As we shall see below, the different words for the four directions focus on different aspects of those directions and are generally based on either the movements of the sun or certain topographical characteristics of the Holy Land.

Rabbeinu Bachaya explains that the word yam literally means “sea”, and is also used to refer to the west because the Mediterranean Sea lies at the west side of the Holy Land. The west is also called ma’arav because as the sun sets, the shapes of shadows become mixed up (me’urav). Thirdly, the word acharon, which literally means “last”, also means west because it is the last place along the horizon where the sun is located before setting in evening.

There are three words for east: mizrach, kedem, and panim. Mizrach is related to the word zarach (shine) and refers to the direction from which the sun first shines in the morning, while kedem is related to the word kodem (early or forward) and refers to the fact that the rising-sun first shines from the east. The word panim (literally, “facewards”) also means east because when Adam was created the front of his bodyfaced eastward.

As mentioned above, the common Hebrew word for north is tzafon. The commentators offer several explanations for the etymology of this word: Some compare the word tzafon to tzafun which means “hidden” because in the northern parts of the world (i.e. the Arctic zone) the influence of the sun is “hidden”, as the cold temperatures there obscure the sun’s warmth. Alternatively, because the sun generally remains south of the celestial equator, the north side is considered “hidden” from the sun’s presence. Others claim that tzafon is related to the word tzifiya (gazing) and refers to the fact that one can determine north by gazing towards the Heavens and following the Northern Star. Another approach argues that the word tzafon refers to Mount Tzafon (identified by scholars as Jebel Aqra on the border between modern-day Turkey and Syria, a mountain mentioned in the Bible which lies due north of the Holy Land.

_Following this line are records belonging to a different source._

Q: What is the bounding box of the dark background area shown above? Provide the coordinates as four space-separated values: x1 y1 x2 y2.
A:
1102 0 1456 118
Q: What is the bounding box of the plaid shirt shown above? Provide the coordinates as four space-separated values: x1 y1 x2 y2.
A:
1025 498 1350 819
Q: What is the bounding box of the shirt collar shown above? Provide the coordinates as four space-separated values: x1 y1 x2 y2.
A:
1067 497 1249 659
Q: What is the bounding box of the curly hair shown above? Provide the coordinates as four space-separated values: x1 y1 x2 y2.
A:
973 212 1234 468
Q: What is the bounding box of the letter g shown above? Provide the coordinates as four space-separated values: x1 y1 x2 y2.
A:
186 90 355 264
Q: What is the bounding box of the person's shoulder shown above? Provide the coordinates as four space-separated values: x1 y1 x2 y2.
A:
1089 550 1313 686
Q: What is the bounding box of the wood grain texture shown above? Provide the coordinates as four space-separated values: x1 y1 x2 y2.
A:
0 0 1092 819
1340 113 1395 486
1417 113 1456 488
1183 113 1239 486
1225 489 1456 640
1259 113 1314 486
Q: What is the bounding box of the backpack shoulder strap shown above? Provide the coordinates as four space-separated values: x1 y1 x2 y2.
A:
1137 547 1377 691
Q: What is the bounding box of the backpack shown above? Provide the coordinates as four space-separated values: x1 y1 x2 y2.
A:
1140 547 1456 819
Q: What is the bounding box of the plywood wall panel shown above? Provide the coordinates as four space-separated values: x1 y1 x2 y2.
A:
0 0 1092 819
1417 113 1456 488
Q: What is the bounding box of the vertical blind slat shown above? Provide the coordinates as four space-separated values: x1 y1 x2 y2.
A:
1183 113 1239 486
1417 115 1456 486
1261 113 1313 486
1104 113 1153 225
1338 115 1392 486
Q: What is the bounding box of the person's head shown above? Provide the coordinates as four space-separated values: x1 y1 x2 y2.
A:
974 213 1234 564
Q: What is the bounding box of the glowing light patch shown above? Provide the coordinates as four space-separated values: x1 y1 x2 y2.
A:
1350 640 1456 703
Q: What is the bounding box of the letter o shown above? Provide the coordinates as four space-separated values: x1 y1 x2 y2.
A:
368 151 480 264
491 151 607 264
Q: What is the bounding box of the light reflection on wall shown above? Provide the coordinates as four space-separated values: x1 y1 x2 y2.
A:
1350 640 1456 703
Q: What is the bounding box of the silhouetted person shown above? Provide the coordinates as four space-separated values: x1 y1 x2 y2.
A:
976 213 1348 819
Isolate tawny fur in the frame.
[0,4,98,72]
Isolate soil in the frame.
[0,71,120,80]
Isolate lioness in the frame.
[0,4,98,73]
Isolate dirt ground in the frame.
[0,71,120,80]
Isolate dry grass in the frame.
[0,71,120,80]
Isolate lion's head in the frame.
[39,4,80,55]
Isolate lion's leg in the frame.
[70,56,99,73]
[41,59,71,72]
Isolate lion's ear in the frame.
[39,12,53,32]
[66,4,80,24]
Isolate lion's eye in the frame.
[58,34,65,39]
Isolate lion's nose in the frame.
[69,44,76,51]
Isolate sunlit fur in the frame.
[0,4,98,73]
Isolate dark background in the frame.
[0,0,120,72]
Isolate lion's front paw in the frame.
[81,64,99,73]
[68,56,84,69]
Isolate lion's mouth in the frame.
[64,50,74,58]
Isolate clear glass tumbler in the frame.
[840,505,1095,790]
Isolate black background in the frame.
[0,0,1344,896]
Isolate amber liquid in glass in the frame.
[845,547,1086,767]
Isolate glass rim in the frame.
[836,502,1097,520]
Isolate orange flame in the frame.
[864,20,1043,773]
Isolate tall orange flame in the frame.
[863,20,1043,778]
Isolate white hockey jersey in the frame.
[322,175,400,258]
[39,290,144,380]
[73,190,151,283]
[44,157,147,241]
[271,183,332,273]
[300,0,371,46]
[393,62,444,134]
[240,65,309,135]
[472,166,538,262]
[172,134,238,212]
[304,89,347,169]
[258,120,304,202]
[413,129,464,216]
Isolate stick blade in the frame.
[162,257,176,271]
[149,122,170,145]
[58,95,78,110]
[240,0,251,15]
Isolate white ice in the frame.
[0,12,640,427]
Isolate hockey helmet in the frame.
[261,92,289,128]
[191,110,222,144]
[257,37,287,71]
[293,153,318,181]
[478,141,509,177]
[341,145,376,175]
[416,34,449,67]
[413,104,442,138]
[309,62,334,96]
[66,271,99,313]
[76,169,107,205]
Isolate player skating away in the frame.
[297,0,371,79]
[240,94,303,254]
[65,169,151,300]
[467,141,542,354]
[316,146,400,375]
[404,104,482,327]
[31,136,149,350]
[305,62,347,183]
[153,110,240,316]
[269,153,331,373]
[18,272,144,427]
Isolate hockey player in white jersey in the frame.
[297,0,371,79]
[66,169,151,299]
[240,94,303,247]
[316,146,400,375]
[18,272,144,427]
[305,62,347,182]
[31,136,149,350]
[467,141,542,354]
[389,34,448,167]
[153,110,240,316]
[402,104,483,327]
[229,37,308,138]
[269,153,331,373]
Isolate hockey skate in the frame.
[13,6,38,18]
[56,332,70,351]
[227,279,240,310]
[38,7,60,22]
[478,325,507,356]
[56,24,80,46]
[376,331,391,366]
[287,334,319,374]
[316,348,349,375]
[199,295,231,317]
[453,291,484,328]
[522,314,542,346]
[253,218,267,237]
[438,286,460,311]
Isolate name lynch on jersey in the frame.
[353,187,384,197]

The Talmud sometimes uses the Aramaic word estan to mean north (e.g. Ketubot 23a). Rabbeinu Bachaya (1255-1340) proposes that the word estan may be related to the Aramaic word asuta, which means “health”, and alludes to the fact that the north-wind possesses certain healing properties (see Yevamot 72a). In fact, some people have a custom of exclaiming “Asuta!”(“Gesundheit!”in Yiddish) when hearing another sneeze, so as to bless him with good health.

The word darom means south, and the commentaries explain that darom is a portmanteau of the words derech yom (“the path of the day”), because the sun generally remains in the southern hemisphere of the celestial map during the day. The south is also called negev (literally, “dry”) because the southern part of the Holy Land is a dry and arid desert-land.

There are two more words for north and south which you might be familiar with from another context: teiman/yemin (right) and smol (left). The Bible uses the words right and left to refer to the south and north, respectively. This understanding presupposes that eastwards is one’s frame of reference, because, as we mentioned above, Adam was created facing eastwards. Therefore, because one facing eastwards encounters north to his left and south to his right, the very words for north and south can be left and right. In an interesting geographical anomaly, the Hebrew words for left and right are found in place-names near the Gulf of Aden between Africa and Arabia. One travelling northwards in the Gulf of Aden will approach Yemen (related to yemin) on his right, and Somalia (related to smol) on his left.